What is your Mission/Vision?
By 2030, 1 out of 5 Americans will be over the age of 65, and 1 out of 4 of these older adults will have diabetes. Diabetes alone is the cause of 43.4% of hospital admissions and more than half of nursing home admissions for this rapidly growing segment of the population. Despite the significant number of older adults living with diabetes, there is little research to guide healthcare providers in care decisions. Older adults with diabetes deserve competent, patient-centered, compassionate care that enhances quality of life and simplifies dealing with a complicated chronic illness. That’s why I’ve chosen to make this area of practice my focus and my mission is to improve nutrition care for older adults with diabetes.
What have you done or are you doing to improve the life of older adults living with diabetes?

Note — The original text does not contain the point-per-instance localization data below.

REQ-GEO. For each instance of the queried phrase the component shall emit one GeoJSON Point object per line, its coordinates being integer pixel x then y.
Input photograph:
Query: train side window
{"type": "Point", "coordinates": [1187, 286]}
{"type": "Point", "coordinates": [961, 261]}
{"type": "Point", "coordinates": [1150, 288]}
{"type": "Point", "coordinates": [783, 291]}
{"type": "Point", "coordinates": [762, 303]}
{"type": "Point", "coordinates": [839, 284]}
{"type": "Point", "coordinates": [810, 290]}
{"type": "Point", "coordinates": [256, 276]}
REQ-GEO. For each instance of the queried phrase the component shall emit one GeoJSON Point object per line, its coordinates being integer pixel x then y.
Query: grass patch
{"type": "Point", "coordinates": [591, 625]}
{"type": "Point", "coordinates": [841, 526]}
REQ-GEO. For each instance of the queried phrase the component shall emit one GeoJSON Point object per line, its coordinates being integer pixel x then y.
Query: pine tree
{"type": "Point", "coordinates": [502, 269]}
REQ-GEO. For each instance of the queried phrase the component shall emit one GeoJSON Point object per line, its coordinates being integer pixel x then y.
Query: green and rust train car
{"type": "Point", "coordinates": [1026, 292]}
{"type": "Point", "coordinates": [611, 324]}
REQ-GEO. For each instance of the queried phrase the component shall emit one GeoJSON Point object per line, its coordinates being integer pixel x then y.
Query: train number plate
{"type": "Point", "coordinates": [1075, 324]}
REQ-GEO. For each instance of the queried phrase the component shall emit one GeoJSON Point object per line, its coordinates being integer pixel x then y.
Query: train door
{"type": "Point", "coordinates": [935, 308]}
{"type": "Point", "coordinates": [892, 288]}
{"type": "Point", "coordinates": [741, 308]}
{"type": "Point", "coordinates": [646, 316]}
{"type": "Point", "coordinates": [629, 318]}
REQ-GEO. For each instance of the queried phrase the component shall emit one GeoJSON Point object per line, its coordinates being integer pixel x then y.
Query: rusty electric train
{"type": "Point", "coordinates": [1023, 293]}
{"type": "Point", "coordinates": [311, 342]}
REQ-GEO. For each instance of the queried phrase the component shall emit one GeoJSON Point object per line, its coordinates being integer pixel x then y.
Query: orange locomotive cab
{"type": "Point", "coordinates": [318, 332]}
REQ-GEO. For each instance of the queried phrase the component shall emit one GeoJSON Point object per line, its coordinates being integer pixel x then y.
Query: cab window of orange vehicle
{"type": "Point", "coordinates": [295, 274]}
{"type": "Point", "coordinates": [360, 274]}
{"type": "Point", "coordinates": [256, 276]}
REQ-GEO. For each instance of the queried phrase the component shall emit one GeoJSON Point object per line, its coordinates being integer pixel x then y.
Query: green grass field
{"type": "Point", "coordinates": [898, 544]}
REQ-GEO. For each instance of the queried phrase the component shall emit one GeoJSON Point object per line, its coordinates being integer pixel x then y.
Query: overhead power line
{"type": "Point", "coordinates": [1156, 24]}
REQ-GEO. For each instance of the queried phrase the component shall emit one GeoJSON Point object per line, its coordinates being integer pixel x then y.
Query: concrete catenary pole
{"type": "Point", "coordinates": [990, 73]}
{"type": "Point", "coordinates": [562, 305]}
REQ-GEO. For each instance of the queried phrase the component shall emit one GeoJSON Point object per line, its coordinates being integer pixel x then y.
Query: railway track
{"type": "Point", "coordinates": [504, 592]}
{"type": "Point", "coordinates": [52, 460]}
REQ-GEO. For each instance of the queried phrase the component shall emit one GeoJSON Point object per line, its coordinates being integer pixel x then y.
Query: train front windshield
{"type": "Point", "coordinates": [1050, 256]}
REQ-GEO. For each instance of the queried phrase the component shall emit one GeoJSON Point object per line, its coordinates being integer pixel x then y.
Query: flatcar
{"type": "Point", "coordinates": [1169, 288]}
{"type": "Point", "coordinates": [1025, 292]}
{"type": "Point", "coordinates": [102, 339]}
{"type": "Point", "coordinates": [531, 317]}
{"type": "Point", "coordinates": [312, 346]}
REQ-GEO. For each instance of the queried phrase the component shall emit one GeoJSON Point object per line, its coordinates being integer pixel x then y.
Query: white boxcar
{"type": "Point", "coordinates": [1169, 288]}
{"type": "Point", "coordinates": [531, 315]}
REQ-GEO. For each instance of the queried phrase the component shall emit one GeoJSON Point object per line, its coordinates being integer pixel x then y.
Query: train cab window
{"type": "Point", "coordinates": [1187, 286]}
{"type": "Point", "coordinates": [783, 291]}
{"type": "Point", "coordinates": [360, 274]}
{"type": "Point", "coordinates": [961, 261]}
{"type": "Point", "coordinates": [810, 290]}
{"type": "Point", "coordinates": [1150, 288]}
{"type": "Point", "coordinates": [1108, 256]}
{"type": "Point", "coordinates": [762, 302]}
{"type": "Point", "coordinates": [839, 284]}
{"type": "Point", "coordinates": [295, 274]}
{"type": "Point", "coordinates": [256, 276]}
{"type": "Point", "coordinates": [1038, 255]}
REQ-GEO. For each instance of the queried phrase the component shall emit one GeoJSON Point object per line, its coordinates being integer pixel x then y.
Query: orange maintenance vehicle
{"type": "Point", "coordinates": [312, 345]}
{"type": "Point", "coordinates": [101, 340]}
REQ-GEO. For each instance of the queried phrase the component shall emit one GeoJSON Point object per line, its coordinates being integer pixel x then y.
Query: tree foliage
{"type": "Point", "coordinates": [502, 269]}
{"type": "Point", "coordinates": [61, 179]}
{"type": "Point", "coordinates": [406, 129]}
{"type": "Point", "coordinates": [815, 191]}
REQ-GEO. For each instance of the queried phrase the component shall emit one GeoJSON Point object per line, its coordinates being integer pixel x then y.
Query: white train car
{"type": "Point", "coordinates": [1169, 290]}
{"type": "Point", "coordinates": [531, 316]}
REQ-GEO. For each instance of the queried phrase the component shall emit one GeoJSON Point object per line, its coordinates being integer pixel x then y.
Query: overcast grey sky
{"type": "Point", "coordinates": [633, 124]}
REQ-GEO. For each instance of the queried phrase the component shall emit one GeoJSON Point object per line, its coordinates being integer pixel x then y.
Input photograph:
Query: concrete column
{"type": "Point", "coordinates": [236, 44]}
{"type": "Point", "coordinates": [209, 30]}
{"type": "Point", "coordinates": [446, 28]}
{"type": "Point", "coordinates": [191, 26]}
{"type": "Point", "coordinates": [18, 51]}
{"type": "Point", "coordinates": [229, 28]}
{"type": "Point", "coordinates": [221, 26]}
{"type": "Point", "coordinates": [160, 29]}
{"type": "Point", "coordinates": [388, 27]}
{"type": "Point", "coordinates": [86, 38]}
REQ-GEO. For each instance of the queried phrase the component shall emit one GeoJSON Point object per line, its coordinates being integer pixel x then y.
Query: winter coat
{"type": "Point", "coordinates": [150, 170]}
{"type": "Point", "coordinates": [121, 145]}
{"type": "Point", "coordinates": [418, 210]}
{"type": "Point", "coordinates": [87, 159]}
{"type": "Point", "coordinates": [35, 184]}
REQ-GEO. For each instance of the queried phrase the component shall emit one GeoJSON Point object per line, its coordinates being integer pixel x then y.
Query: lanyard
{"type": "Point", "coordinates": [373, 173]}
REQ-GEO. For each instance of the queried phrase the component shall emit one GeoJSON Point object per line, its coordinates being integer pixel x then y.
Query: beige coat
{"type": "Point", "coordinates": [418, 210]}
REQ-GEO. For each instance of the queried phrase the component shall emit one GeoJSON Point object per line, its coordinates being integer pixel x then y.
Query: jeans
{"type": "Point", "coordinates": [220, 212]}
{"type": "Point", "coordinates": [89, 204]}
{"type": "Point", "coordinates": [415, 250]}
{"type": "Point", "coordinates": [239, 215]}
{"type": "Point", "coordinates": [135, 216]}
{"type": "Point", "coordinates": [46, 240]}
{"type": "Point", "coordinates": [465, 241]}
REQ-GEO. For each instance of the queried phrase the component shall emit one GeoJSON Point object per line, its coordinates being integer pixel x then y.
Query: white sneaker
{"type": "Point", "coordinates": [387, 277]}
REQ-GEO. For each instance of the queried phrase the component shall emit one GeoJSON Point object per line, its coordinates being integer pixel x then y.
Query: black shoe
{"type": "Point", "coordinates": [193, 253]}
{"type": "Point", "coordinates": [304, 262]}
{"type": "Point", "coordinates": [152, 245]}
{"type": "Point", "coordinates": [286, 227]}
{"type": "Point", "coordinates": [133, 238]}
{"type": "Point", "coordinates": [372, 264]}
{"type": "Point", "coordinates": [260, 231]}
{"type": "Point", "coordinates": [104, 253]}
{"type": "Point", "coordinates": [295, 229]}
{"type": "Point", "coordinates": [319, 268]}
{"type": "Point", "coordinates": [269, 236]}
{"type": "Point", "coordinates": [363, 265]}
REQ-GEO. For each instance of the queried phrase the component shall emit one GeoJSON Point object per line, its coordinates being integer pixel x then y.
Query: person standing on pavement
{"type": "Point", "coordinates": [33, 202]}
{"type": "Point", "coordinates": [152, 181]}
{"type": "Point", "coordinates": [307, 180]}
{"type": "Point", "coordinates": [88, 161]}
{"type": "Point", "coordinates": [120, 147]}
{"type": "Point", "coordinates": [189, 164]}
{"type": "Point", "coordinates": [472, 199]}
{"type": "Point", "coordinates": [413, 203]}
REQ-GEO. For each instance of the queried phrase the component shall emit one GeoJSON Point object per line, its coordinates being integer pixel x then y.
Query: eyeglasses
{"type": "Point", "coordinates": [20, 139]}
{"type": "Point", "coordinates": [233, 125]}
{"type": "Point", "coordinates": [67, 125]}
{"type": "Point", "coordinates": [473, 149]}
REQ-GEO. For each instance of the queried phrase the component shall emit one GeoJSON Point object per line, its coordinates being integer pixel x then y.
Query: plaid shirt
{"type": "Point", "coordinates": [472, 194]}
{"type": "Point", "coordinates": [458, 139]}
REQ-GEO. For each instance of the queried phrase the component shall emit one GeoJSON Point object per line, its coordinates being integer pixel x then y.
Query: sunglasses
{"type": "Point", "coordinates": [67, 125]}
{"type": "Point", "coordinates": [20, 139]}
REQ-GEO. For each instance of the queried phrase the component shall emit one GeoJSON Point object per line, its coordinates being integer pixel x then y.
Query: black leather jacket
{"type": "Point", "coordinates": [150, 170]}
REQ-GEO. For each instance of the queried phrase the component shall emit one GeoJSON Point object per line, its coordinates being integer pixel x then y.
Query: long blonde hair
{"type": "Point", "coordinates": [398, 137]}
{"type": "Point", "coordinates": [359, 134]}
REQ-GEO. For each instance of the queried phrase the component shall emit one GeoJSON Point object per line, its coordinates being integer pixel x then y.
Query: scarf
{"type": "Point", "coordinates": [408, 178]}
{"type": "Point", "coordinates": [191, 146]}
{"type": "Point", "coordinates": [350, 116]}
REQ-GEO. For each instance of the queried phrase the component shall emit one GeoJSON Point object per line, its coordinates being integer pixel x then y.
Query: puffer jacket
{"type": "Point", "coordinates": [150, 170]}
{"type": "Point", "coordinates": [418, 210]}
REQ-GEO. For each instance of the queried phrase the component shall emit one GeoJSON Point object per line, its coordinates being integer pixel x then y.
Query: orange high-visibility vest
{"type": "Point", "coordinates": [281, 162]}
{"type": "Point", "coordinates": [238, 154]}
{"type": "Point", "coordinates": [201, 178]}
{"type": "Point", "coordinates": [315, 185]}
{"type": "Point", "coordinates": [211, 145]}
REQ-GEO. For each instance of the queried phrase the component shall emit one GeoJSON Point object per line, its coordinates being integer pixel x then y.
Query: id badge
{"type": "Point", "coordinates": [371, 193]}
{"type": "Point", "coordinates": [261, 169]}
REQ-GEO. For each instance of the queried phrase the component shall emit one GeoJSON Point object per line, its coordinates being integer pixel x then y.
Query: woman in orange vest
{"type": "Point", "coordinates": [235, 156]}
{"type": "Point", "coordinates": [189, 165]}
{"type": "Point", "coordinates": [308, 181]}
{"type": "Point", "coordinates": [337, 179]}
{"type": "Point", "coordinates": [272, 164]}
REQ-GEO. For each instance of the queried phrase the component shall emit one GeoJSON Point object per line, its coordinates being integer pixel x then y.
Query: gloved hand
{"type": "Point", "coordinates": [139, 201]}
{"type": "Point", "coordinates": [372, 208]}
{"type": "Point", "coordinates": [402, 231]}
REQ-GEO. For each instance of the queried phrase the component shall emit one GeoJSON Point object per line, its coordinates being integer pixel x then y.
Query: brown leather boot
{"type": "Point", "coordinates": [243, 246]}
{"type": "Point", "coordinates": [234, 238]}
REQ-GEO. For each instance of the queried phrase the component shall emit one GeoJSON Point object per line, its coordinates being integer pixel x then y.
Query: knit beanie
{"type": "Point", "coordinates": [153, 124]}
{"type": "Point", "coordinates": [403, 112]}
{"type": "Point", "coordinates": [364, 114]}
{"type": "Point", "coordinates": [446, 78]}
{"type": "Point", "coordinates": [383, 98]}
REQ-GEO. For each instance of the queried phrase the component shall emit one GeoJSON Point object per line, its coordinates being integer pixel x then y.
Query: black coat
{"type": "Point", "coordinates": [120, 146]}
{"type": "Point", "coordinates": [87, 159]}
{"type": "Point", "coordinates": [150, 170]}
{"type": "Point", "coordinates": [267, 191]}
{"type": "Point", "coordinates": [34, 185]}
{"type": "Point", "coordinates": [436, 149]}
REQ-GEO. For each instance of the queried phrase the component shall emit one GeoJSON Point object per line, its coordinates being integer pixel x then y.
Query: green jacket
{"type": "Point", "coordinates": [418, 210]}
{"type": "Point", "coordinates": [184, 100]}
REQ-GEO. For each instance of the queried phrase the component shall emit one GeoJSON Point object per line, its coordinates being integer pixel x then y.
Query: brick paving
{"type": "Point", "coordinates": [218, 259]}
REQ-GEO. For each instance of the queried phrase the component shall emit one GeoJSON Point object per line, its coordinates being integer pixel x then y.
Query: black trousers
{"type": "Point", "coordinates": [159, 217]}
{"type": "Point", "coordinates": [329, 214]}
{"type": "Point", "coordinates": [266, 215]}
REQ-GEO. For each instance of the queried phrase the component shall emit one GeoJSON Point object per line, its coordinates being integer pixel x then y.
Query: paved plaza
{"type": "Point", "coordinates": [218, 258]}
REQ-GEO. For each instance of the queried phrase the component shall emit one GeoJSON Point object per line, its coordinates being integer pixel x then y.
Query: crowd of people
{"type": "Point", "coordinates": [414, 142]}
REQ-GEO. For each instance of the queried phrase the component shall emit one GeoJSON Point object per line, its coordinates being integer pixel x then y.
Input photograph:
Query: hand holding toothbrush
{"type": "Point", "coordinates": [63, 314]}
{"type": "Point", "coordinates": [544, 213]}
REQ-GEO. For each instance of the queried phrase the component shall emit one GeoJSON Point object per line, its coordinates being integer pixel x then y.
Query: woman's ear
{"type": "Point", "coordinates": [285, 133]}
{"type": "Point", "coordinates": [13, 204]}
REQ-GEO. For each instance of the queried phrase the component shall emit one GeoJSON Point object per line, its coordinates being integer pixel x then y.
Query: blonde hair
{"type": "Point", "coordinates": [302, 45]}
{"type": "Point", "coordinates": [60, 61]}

For most of my career as an RDN, I have lobbied for people with diabetes to have access to diabetes self-management education services and medical nutrition therapy (MNT) provided by RDN’s. On the state and federal level, I have met with legislators to encourage reimbursement for our services as well as expansion of MNT benefits to address prevention of diabetes in those diagnosed with pre-diabetes. My passionate belief is that prevention will improve the quality of life for older adults and save Medicare dollars.
For the last several years, I have traveled the country and spoken to numerous professional groups on the special considerations and needs of the older adult with diabetes. This population typically has multiple chronic illnesses to manage and requires more in-depth assessment as well as simplified treatment plans. Challenging issues include financial stress, depression, loss of independence, limited heath literacy, polypharmacy, and isolation to name a few. RDN’s are the experts on medical nutrition therapy, but must respect that individuals with diabetes are the experts on their own lives. Individualized, patient-driven care is the goal. RDN’s must be integrated into the health care team for provision of optimum coordinated diabetes care.
I am working to promote the transition away from medicalized restrictive diets in long term care communities. In addition, new recommendations from diabetes organizations have targeted elimination of sliding-scale insulin for long term management of diabetes in nursing facilities. RDN’s consulting in long term care will need to understand insulin action and be able to coordinate with the healthcare team on quality improvement initiatives that minimize sliding scale use. As a certified diabetes educator with long term care experience, I hope to do more training with RDN’s to promote quality diabetes care in this setting.
What inspires you to continue working on your mission/vision?
For most of my career, I have worked in long-term care and in diabetes self-management education programs. Older adults have had a special impact on my personal and professional life. They tend to be ignored by most of society, but have so much to teach us. Older adults deserve empathy and the best quality of life that we can provide. Many of my clients take the time to express appreciation for helping them understand and deal with this labor intensive chronic disease.
What advice would you give to other RDN’s who are trying to make a difference for older adults with diabetes?
This is a very challenging diverse group to care for. I have clients who are working into their 80’s and 90’s and travel the world on vacation. Other clients are struggling with mobility and declining health at 65 years old. Individualization of medical nutrition therapy that is sensitive to the values and desires of these clients will be the key to achieving desired outcomes.
What one tip would you give nutrition professionals working with adults living with diabetes?
Start every encounter with a simple open-ended question such as “What’s the most difficult part of living with diabetes for you right now?” Then be careful to listen to the answer. Many times, the client will reveal a barrier that is keeping them from achieving good diabetes control. This may have nothing to do with following their eating plan, but you can communicate critical information to the other health care team members for appropriate support. So many factors can influence diabetes control. Never automatically assume someone is “non-compliant,” they may just need a sympathetic advocate.